Distributed-Memory Dense Linear Algebra Program Generation

Date and Time: 
2013 Tuesday, April 2
Location: 
CG1 Auditoriums
Speaker: 
Bryan Marker

Authors: Bryan Marker, Don Batory, and Robert van de Geijn

Engineering high-performance scientific computing software requires deep knowledge about the target hardware architecture (e.g. distributed-memory cluster) and the algorithms being implemented. We focus on the dense linear algebra (DLA) kernels on which such software is often based for portability and performance. DLA libraries are composed of common operations used by software engineers and are tailored for target architectures. Few experts can implement such libraries well, and these experts end up going through a lot of repetitive engineering efforts to support all operations and architectures. This is monotonous and can lead to errors or missed optimizations.
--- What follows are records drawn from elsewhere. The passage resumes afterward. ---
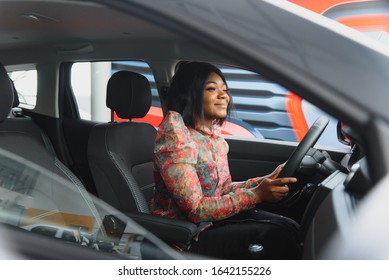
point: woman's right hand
(272, 189)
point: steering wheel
(305, 144)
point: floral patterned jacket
(192, 176)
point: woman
(193, 181)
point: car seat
(120, 156)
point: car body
(336, 68)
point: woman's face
(216, 99)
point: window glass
(90, 96)
(267, 110)
(25, 82)
(37, 200)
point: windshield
(36, 200)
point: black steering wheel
(305, 144)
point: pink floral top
(192, 176)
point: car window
(38, 201)
(263, 109)
(25, 82)
(270, 111)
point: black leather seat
(120, 156)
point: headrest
(16, 97)
(6, 94)
(128, 94)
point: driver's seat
(121, 155)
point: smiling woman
(193, 180)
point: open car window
(36, 200)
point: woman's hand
(270, 188)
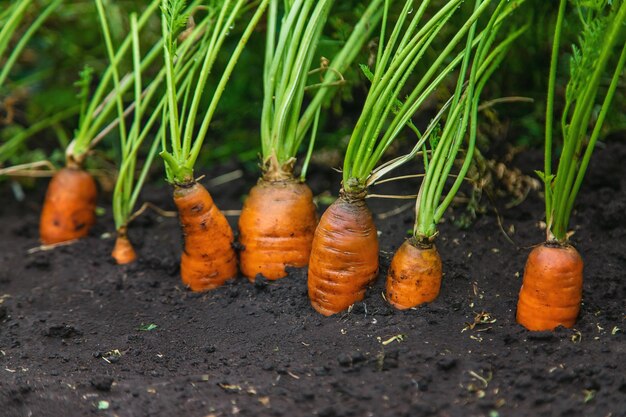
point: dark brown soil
(74, 327)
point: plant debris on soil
(80, 335)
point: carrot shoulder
(69, 209)
(344, 256)
(414, 275)
(208, 259)
(552, 288)
(276, 228)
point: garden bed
(78, 335)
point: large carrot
(278, 219)
(344, 257)
(414, 275)
(552, 288)
(276, 228)
(69, 209)
(209, 259)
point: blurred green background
(42, 84)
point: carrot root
(69, 208)
(552, 288)
(208, 259)
(344, 256)
(123, 251)
(414, 276)
(276, 228)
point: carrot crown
(185, 141)
(385, 114)
(146, 103)
(603, 33)
(288, 60)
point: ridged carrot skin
(276, 228)
(123, 252)
(414, 276)
(552, 288)
(69, 209)
(208, 260)
(344, 256)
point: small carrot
(551, 289)
(208, 259)
(69, 209)
(414, 275)
(123, 251)
(344, 256)
(276, 228)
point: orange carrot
(123, 252)
(69, 209)
(414, 275)
(344, 257)
(208, 260)
(552, 288)
(276, 228)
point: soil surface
(81, 336)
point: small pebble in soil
(445, 364)
(62, 331)
(260, 282)
(542, 336)
(101, 382)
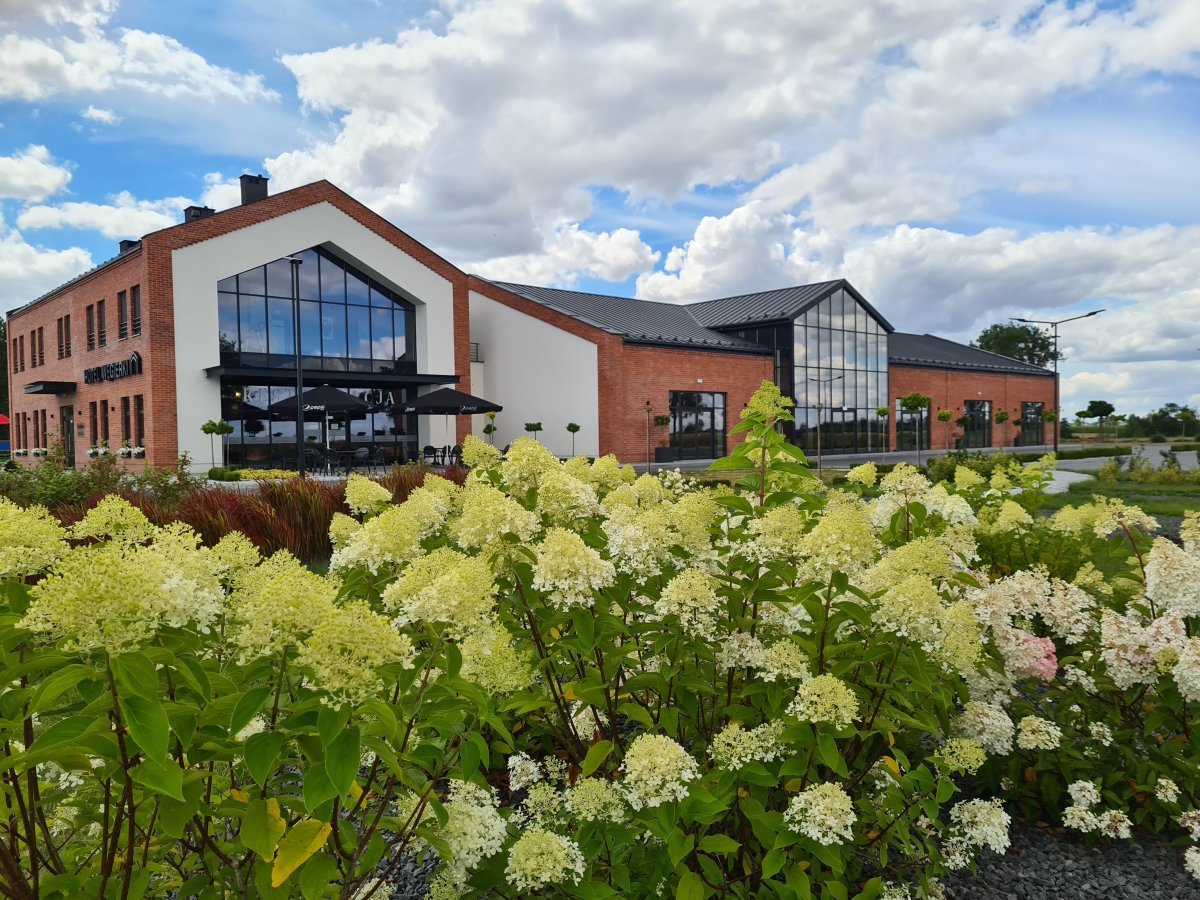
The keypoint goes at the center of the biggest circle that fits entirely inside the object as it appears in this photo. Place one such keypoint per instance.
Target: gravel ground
(1057, 865)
We demonstrate how a new approach to software engineering, Design by Transformation (DxT), can be used to encode expert domain knowledge as code transformations. High-performance distributed-memory implementations of DLA operations can then be mechanically or automatically generated. The Elemental library for distributed memory dense matrix computations is used as a motivating target.

Speaker Description: 

Bryan Marker is a graduate student at The University of Texas at Austin. He is an NSF and Sandia fellow researching automatic program generation, especially in the domain of high-performance dense linear algebra.